History

The name ‘Voerman’ means koetsier (coachman), which was the nickname for a glass of vieux. Vieux was called koetsiers cognac or a koetsiertje in Dutch. Vieux has a long tradition as imitation cognac, it was the clever, cost effective and easy drinkable alternative for the expensive French stuff. Born somewhere in the 1800’s, Dutch cognac (as it was originally called) was first known as a 50/50 mixture of cognac and muscat wine (facon-cognac or wijncognac). 

At the end of the 19th century the standard for Dutch cognac became neutral alcohol, colouring, flavouring (cognac essence – locally produced industrial flavouring) and sugar. If you managed to get your hands on the fancy stuff, they might have chugged in a splash of actual cognac. Lots of Dutch spirit and wine traders sold imitation cognac as real cognac, resulting in much dispute within the industry – often decided upon in court.

Halfway through the 20th century, we can easily say that there wasn’t a single drop of grape distillate nor barrel ageing involved in the 95% of all ‘Dutch Cognac’ on the market.
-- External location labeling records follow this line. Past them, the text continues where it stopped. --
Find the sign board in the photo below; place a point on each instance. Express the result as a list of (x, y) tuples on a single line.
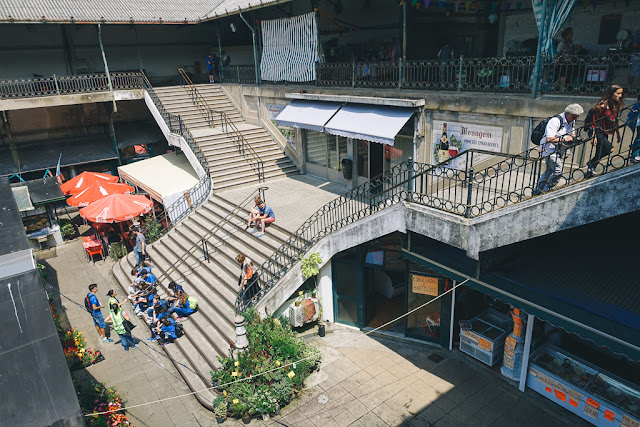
[(287, 131), (425, 285), (464, 136)]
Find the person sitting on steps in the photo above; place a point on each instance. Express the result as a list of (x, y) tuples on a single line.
[(266, 217)]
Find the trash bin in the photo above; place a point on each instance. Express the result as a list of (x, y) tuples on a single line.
[(347, 168)]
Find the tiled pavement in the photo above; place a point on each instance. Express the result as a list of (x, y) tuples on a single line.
[(366, 382)]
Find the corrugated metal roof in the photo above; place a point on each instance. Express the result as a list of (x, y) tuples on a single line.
[(124, 11)]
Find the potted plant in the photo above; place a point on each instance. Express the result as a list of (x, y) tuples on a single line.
[(311, 268), (220, 410)]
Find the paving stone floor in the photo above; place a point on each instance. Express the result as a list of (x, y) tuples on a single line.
[(363, 381)]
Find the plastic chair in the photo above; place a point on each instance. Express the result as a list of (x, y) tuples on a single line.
[(94, 251)]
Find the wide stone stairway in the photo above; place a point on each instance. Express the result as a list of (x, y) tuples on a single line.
[(209, 331), (228, 167)]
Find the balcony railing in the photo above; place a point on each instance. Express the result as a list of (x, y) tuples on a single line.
[(67, 85), (473, 183)]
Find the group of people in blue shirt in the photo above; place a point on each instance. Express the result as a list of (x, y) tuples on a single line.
[(144, 296)]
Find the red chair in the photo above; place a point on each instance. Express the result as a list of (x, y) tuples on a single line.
[(95, 250)]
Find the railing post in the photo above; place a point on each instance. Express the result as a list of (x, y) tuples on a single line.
[(469, 177), (55, 79), (353, 73), (460, 75)]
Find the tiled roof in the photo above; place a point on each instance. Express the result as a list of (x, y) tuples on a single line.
[(124, 11)]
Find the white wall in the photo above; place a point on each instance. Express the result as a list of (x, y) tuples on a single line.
[(584, 21)]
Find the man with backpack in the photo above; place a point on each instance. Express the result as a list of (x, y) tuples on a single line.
[(93, 306), (558, 130)]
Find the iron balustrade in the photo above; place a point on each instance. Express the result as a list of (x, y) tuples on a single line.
[(67, 85), (585, 74), (202, 243), (472, 183), (241, 74), (193, 198), (226, 124)]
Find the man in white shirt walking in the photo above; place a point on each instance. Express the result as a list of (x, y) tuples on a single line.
[(560, 130)]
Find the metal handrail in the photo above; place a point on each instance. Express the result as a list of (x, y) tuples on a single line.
[(188, 202), (451, 185), (202, 242), (243, 146)]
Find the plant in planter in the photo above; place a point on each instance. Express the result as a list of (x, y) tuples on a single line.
[(311, 268), (118, 250), (220, 410), (43, 271), (67, 229)]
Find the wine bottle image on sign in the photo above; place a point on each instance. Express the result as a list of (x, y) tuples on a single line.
[(443, 146)]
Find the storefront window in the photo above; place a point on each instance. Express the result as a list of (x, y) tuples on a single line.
[(363, 158), (316, 147), (398, 153)]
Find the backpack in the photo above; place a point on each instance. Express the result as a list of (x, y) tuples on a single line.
[(588, 121), (539, 131), (179, 330), (87, 304)]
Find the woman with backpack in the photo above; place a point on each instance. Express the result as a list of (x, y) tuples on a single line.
[(186, 306), (603, 124), (117, 318)]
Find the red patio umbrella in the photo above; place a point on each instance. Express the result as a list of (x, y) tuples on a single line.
[(116, 208), (98, 191), (85, 179)]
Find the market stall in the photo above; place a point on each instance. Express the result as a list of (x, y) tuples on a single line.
[(584, 389)]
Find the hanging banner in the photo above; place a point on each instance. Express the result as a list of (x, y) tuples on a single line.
[(451, 138), (287, 131)]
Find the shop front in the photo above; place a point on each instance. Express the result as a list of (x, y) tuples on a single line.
[(353, 141), (562, 349), (374, 285)]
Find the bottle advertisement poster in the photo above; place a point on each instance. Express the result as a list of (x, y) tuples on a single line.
[(451, 138), (288, 132)]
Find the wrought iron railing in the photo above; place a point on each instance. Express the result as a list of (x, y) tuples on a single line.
[(581, 74), (190, 200), (67, 85), (470, 184), (202, 243), (584, 74), (226, 124), (241, 74)]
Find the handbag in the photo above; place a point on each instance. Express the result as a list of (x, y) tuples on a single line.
[(128, 325)]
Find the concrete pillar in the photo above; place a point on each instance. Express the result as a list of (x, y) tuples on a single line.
[(242, 343)]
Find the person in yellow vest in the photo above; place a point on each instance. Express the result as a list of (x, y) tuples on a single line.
[(117, 318)]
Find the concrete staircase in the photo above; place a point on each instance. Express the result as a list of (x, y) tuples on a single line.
[(228, 166), (209, 331)]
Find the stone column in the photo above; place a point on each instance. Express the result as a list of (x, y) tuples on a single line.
[(242, 344)]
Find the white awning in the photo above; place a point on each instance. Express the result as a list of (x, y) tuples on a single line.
[(369, 122), (23, 199), (307, 114), (164, 177)]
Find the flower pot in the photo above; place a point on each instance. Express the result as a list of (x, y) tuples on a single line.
[(321, 330)]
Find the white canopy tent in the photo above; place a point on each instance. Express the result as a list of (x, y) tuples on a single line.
[(165, 178)]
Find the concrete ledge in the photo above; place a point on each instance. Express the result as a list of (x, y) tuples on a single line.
[(593, 200)]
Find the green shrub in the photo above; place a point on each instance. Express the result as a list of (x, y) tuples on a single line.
[(153, 230), (43, 271), (270, 376), (67, 228), (118, 250)]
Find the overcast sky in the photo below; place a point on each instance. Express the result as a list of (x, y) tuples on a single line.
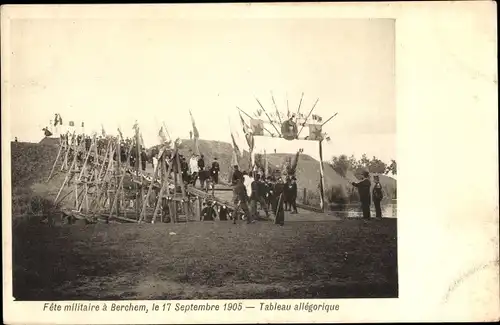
[(113, 72)]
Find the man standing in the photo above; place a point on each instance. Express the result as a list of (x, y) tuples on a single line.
[(193, 166), (378, 195), (258, 194), (215, 171), (286, 194), (144, 159), (241, 201), (201, 163), (278, 203), (223, 213), (208, 213), (364, 194), (237, 176)]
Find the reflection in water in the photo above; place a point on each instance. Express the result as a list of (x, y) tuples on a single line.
[(354, 211)]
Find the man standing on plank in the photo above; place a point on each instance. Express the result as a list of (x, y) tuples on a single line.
[(378, 195)]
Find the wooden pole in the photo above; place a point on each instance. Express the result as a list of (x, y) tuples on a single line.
[(304, 124), (265, 129), (67, 174), (275, 106), (155, 176), (300, 103), (55, 162), (140, 192), (321, 175), (118, 170), (120, 184), (162, 190)]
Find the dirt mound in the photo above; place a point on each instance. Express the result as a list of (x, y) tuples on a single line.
[(50, 141), (31, 162)]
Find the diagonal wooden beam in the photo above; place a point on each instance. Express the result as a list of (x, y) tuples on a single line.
[(307, 117), (270, 121)]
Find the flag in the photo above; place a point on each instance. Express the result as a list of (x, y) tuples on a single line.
[(248, 133), (162, 135), (120, 133), (315, 132), (196, 134), (294, 163), (257, 126), (136, 127)]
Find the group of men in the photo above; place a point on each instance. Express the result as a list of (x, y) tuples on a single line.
[(196, 170), (272, 194), (364, 187)]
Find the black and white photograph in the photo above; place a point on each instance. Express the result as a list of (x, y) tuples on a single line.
[(193, 157)]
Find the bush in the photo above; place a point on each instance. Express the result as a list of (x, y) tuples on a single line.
[(336, 194), (41, 206)]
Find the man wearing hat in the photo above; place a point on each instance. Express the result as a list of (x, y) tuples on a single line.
[(292, 192), (364, 193)]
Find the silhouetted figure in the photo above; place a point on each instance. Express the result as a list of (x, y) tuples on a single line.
[(378, 195), (278, 203), (214, 171), (292, 194)]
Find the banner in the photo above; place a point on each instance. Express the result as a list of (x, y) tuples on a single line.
[(257, 126), (315, 132)]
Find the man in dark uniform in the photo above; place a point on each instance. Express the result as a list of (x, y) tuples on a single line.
[(278, 203), (144, 159), (258, 193), (223, 213), (241, 201), (208, 213), (286, 194), (378, 195), (292, 192), (201, 164), (214, 171), (269, 191), (364, 194), (184, 169), (237, 176)]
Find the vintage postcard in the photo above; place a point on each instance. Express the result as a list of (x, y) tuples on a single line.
[(250, 163)]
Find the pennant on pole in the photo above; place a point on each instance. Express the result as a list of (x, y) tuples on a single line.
[(257, 126), (235, 146)]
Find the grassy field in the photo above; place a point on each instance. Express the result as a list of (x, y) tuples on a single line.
[(342, 258), (346, 258)]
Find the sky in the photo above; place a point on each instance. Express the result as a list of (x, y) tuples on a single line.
[(116, 71)]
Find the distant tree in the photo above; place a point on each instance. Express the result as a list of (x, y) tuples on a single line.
[(377, 166)]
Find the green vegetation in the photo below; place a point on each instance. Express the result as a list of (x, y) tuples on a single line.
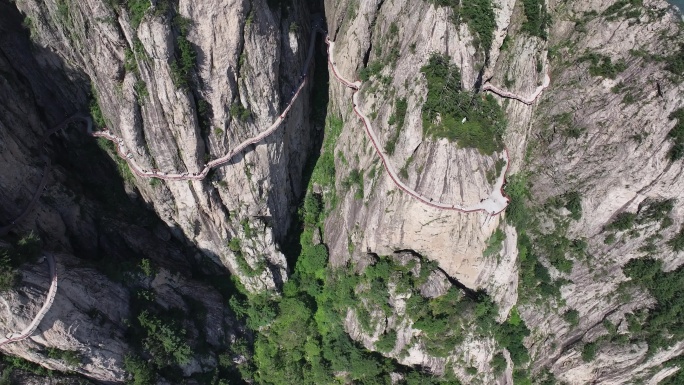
[(96, 111), (573, 202), (510, 335), (499, 363), (324, 172), (448, 104), (589, 351), (14, 363), (478, 14), (602, 65), (299, 337), (660, 326), (675, 62), (239, 112), (494, 173), (70, 357), (184, 63), (397, 118), (677, 242), (537, 19), (387, 342), (571, 317), (355, 178), (25, 249), (141, 373), (494, 243), (136, 11), (677, 136), (372, 69)]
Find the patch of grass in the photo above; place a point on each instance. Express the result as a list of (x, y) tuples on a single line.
[(537, 19), (239, 112), (69, 357), (136, 11), (448, 104), (571, 317)]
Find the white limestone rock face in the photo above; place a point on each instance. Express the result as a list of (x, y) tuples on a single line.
[(618, 161), (386, 219), (240, 49), (91, 314)]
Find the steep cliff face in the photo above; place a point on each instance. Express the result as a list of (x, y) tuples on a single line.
[(184, 83), (599, 134), (595, 185), (115, 259), (385, 219)]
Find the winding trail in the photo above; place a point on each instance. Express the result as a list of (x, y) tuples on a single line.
[(494, 204), (28, 330)]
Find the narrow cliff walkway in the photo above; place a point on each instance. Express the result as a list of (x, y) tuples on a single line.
[(494, 204)]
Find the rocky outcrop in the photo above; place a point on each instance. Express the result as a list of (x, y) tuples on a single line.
[(385, 219), (91, 316), (604, 137)]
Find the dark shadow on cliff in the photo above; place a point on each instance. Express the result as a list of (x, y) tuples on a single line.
[(86, 208), (291, 247)]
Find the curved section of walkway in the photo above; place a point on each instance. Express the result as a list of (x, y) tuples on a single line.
[(28, 330), (527, 100), (494, 204)]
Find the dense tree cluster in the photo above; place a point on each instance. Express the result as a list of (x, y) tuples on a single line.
[(459, 115)]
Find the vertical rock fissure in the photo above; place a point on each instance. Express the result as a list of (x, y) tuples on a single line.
[(366, 55)]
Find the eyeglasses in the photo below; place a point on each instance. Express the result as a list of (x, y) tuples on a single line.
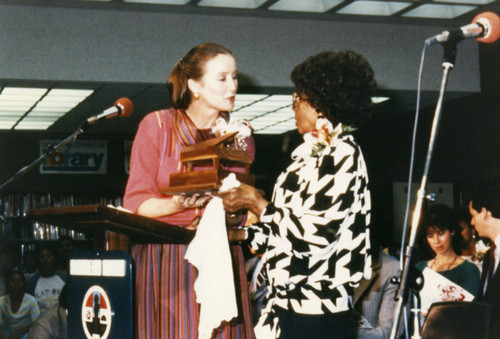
[(295, 100)]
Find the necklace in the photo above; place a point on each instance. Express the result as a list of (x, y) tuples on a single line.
[(449, 266)]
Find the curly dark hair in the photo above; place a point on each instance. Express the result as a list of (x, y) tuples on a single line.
[(337, 84), (443, 218)]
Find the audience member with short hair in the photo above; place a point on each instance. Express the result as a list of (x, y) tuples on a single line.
[(46, 284), (53, 324), (29, 265), (65, 245), (18, 310)]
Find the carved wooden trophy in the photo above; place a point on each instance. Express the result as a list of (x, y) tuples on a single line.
[(212, 159)]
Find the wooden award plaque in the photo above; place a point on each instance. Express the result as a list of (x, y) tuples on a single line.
[(206, 164)]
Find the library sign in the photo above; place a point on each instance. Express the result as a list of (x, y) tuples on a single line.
[(80, 157)]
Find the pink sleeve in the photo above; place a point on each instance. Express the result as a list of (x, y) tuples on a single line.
[(144, 164)]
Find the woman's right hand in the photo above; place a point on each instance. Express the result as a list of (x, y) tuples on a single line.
[(196, 200), (243, 197)]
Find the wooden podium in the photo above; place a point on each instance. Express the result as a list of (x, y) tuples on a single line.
[(110, 228)]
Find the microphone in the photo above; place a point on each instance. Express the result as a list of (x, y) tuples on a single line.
[(485, 27), (122, 107)]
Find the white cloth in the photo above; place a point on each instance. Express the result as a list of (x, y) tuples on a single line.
[(209, 253)]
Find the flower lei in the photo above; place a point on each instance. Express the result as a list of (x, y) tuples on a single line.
[(323, 136)]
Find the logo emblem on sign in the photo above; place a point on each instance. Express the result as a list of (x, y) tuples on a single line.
[(96, 313)]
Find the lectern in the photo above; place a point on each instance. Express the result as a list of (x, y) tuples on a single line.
[(111, 228), (100, 289)]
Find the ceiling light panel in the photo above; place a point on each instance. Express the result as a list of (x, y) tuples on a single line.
[(38, 108), (33, 125), (471, 2), (314, 6), (252, 4), (437, 11), (160, 2), (380, 8)]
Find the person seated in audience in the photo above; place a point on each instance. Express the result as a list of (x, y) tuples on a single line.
[(485, 211), (53, 324), (65, 245), (47, 282), (18, 310), (441, 234), (473, 247), (29, 264), (373, 299)]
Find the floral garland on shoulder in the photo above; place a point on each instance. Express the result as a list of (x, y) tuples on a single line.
[(323, 137)]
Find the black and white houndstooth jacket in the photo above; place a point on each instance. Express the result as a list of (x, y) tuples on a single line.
[(314, 236)]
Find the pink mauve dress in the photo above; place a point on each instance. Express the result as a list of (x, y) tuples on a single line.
[(165, 298)]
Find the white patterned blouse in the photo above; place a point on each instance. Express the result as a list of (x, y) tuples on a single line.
[(314, 235)]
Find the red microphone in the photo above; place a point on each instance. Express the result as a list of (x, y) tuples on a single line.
[(491, 27), (122, 107), (485, 27)]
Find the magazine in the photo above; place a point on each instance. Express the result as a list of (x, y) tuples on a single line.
[(438, 288)]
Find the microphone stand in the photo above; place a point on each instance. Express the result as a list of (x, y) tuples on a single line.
[(50, 149), (401, 298)]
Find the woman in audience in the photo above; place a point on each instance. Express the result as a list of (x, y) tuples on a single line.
[(441, 235), (18, 310)]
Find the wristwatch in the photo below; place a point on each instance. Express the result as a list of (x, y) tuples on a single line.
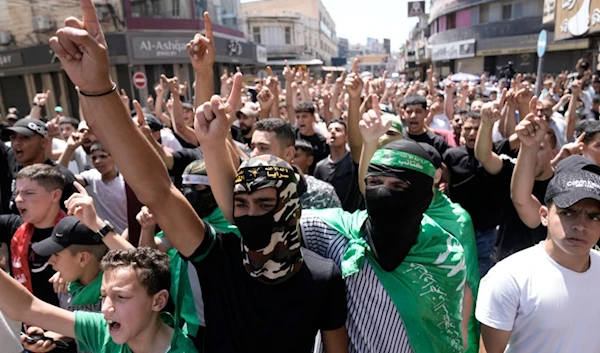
[(106, 229)]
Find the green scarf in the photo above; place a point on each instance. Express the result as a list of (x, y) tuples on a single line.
[(426, 288), (86, 295), (456, 221), (181, 290)]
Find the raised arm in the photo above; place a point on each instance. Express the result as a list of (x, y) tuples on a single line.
[(202, 54), (531, 131), (213, 123), (483, 145), (289, 75), (81, 205), (372, 127), (140, 164), (184, 131), (354, 85), (18, 304)]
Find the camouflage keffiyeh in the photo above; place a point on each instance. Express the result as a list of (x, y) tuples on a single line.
[(270, 242)]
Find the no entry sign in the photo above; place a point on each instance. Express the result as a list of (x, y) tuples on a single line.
[(139, 80)]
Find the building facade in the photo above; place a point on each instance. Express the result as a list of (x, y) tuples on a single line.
[(143, 36), (478, 36), (297, 30)]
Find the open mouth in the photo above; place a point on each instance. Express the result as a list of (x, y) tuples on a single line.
[(113, 326)]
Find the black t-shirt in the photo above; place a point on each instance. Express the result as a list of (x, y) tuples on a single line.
[(40, 270), (8, 166), (320, 148), (429, 138), (245, 315), (473, 188), (514, 234), (68, 190), (343, 175)]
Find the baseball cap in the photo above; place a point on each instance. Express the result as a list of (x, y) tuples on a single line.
[(68, 231), (576, 163), (83, 126), (247, 112), (27, 127), (569, 187)]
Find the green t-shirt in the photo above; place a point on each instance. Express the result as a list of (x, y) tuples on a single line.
[(93, 335)]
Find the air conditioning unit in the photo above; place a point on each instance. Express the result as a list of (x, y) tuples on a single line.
[(102, 12), (5, 38), (42, 23)]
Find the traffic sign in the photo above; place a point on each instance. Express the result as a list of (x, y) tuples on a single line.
[(542, 43), (139, 80)]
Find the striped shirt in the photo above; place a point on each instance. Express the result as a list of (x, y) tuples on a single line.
[(374, 324)]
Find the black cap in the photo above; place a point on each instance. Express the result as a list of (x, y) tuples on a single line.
[(569, 187), (27, 127), (68, 231), (576, 163)]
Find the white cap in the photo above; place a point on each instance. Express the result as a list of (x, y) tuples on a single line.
[(82, 126)]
After multiple attempts to regulate the usage of the name cognac in the early 1900’s,  the French started to successfully pressure the government of The Netherlands in 1949. The aim was for The Netherlands to recognize the AOC Cognac and forbid the usage of the name for imitation. In 1959 het ‘Wijnbesluit’ determined strict rules for products to be called Cognac, Calvados and Armagnac in The Netherlands. 

In 1961 the Dutch spirit producers figured out a new name for this spirit: Vieux. Vieux translates as old in French and was already present on (Dutch) cognac labels. Most Vieux-labels included the iconic 3 stars ,which was also used as classification and decoration on cognac-bottles. As a third, brands used French names for their product, which is still common practice in modern times. And the Dutch drinkers? They didn’t care, the consumption even grew and grew bigger with the new name. Up to 1985 vieux was the No.2 spirit of the Netherlands (after Genever). From there on, vieux became more and more old fashioned and front runner amongst the cheapest Dutch spirits in the liquor stores. The past decade(s) has shown us that with the rise of craft spirits, almost every spirit has undergone an upgrade in product quality, production process and ingredients – from gin to genever. But one spirit remained dusted and lonely in the corner…. Vieux! We’re bringing Vieux back to modern times, with a high-quality reinvention of what vieux can be – but never was.